The age of Goethe (1750-1850) witnessed the transition from Rococo to Neoclassicism to various permutations of romanticism and realism. Working under the auspices of the Enlightenment, a period of radical intellectual, social, economic and political change, German artists found the inspiration they needed to break free from stifling regime of academic traditions and to employ an unsparing realism in their new works. In consequence, each drawing in the exhibition accesses a quest for personal truth, self-awareness or in some cases a unified German identity.
Instead of copying from models as was traditionally done during the Dürer period, the age of Goethe celebrated the direct study of nature. Landscape and the image of man prevailed as the most popular themes of this time. Ludwig Richter explained: "We fell in love with every blade of grass, with every delicate twig, and did not want to miss a single appealing feature." Responding to Enlightenment ideas, 19th century artists found individual expression in a multitude of trends. Johann Georg von Dillis created unusually lively, idealized compositions of English Garden landscape in loose pen and brush strokes; a departure from the traditionally calculated approach that served as a metaphor for the liberalized social order.
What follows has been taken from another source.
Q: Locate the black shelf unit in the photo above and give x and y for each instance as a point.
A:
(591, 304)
Humanist philosophies stirred within Christian Reinhart a similar creative unrest, or a so-called Sturm und Drang [Storm and Stress], which is manifest in his free style. Seduced by more scientific ambitions, Johann Heinrich Wilhelm Tischbein responded to a popular Goethe era discussion on physiognomy in his portraits. His single color pure profile portrait silhouettes, also called Schattenriss or "shadow cut," offered the highest degree of simplification of the individual likeness, and later became the insignia of the age. Nazarene Julius Schnorr von Carolsfeld embraced the popularity of portraiture as a way of imparting his religious sensibilities onto the world. His early 19th century compositions taken from the Old Testament stand at the beginning of a nearly forty-year- long involvement with the project of illustrating the Bible, which was eventually published and bound in popular, luxurious editions in 1852. In retrospect, drawing was the essential expression of the age, in terms of its eclectic influences, subject matter and position as a catalyst for new print technology.
While the drawings in the exhibition have a seemingly archaic quality, perhaps due to the elemental nature of the line, they are intimately tied to twentieth century art. The age of Goethe validated drawing as an autonomous medium. Rather than merely serving an auxiliary purpose, drawings were appreciated in their own right, a trend that is still celebrated today. In addition, a stylistic connectedness is evident in the later works of German draftsmen, especially in the work of Adolph Menzel. His bold perspective and aim to capture the spontaneity of an unraveling scene reveals that Menzel and his contemporaries were precursors of Degas and Toulouse – Lautrec.